No-data & error alerts

Missing Data Alerts (v0.5.0)

Detect when a metric stops producing data — the source query returned no rows for the latest interval, or the row’s value is NULL / NaN.

Note: prior to v0.5.0 the no_data_alert flag existed but was never read by the orchestrator. If you set it to true on an older version and saw nothing fire, that was the bug. Upgrading to v0.5.0 is enough — no schema change.

How It Works

At the alert step, after the regular anomaly check, detectkit:

Computes the last complete interval by flooring now to an interval boundary and stepping back one interval (the in-progress bucket is intentionally skipped — it’s not “missing”, it’s “not yet ready”).
Looks up that timestamp in _dtk_datapoints for the metric.
Fires a no-data alert if the row is missing OR the row exists with a NULL / NaN value. The load step writes NaN (never 0) for gap-filled intervals, so the two cases are equivalent.

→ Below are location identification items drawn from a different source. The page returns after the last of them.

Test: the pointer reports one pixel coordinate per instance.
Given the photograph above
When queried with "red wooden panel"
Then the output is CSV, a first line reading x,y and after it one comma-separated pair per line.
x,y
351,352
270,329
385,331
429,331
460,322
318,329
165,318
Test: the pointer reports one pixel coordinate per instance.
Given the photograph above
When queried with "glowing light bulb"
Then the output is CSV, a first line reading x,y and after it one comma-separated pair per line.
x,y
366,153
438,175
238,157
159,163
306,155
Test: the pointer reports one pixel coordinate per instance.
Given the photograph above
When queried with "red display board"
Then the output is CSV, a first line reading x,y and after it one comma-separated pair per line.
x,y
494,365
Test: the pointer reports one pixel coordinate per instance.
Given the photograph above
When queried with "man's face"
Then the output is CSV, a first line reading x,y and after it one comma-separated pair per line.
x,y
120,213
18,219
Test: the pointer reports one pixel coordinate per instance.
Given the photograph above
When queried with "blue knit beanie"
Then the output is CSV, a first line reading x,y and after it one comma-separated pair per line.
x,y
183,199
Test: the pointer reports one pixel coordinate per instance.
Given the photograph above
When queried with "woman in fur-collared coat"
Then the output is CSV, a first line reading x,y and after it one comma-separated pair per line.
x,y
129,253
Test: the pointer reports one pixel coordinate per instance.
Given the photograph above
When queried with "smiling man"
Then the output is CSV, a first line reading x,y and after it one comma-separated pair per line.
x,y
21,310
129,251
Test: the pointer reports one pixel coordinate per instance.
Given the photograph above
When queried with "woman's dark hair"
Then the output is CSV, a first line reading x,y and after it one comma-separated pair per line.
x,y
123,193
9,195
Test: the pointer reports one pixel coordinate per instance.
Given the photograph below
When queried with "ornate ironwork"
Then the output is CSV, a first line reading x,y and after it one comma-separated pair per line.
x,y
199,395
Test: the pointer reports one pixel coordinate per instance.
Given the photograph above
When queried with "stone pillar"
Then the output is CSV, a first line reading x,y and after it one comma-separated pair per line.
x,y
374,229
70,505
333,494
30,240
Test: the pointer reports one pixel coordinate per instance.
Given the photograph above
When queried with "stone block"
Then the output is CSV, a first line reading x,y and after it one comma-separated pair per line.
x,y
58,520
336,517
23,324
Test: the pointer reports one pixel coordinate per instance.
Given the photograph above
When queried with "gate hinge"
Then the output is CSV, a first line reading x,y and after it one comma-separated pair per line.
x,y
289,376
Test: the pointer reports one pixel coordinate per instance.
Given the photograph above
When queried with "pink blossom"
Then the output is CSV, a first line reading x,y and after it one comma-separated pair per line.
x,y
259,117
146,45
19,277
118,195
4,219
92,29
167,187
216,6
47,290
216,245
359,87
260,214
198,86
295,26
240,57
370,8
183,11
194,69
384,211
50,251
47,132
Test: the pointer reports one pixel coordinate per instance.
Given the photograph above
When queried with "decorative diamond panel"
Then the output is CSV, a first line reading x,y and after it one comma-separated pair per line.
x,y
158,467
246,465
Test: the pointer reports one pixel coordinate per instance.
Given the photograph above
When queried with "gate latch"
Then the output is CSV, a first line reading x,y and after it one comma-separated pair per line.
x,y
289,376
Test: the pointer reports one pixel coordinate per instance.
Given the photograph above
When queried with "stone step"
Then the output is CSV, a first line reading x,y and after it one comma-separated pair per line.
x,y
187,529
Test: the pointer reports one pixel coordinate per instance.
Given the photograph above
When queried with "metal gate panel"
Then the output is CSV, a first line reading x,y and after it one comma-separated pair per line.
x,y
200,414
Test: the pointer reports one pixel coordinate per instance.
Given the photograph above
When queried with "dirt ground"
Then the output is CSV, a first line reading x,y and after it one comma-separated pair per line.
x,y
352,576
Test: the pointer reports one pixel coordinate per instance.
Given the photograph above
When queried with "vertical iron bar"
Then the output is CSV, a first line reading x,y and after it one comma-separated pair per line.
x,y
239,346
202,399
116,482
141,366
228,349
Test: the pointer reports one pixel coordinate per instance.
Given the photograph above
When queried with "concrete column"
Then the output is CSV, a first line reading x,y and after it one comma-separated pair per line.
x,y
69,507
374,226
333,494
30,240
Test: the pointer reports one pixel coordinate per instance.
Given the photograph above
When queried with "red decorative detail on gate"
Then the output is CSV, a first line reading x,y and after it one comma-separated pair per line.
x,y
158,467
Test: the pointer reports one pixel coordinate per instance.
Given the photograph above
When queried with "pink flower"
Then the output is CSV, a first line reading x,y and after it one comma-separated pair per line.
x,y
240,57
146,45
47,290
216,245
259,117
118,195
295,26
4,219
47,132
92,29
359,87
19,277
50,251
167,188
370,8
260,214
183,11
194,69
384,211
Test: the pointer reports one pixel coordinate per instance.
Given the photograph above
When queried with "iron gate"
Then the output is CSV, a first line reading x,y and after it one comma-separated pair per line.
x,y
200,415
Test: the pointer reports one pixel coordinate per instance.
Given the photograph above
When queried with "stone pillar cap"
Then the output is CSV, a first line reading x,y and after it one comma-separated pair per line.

min_detectors and consecutive_anomalies do not apply to no-data — missing data is a single binary metric-level signal, not a per-detector vote. The check honours alert_cooldown and suppress_until like anomaly alerts; no-data and anomaly alerts share the same cooldown state within an alert config block.

Configuration

alerting:
  enabled: true
  channels:
    - mattermost_ops
  no_data_alert: true                # default: false
  template_no_data: null             # optional custom body
  alert_cooldown: "1hour"            # respected by no-data path

Custom Template

alerting:
  no_data_alert: true
  template_no_data: |
    {metric_name} stopped reporting
    {description_line}Last expected interval: {timestamp} ({timezone})
    Action: check the upstream pipeline / source DB
    {mentions}
  mentions: [oncall_engineer]

Available variables (no {value} / {confidence_interval} — there is no value):

Variable	Description
`{metric_name}`	Metric name
`{project_name}`	`detectkit_project.yml` `name`, or empty string. Since v0.15.0 populated for every alert kind, not just errors
`{project_name_prefix}`	`"[<project_name>] "` when set, empty string otherwise. Leads the default no-data title
`{timestamp}`	Timestamp of the missing interval (formatted, in `{timezone}`)
`{timezone}`	Configured timezone
`{description}`	Metric `description`, empty string if none
`{description_line}`	Same with trailing newline, empty if none
`{status}`	Always `"NO_DATA"`
`{mentions}` / `{mentions_line}`	Formatted mentions
`{help_url}` / `{help_line}`	”How to read this alert” link URL / line (since v0.16.0); empty when hidden project-wide via `alert_help_url: false`
`{value_display}`	Always the literal string `"no data"`

If a template uses {value:.2f} or another numeric format spec on a no-data alert, detectkit falls back to the default no-data template rather than crashing — but write the template with no-data in mind.

Visual Distinction

Every no-data title leads with the 🟡 status circle so the kind reads from color alone (🔴 anomaly / 🟢 recovery / 🟡 no-data / 🔵 pipeline error). On webhook channels (Slack/Mattermost) the attachment accent bar is also the amber #F0AD4E, distinguishing it from anomalies (red) and recoveries (green).

When to Use

Cron-driven loaders where source absence is a real failure signal (e.g., revenue by hour — empty hour means the upstream ETL is broken)
Health-check style metrics where “no data” is meaningful
Don’t enable on metrics with naturally sparse intervals — you’ll just spam channels every cron tick

Project-Level Error Alerts (v0.5.0)

When a metric pipeline crashes (DB unreachable, query timeout, lock acquisition failure, channel HTTP error), the failure is logged and the run moves to the next metric. With CH down for the whole project all metrics fail in a row and ops finds out only when expected alerts stop arriving.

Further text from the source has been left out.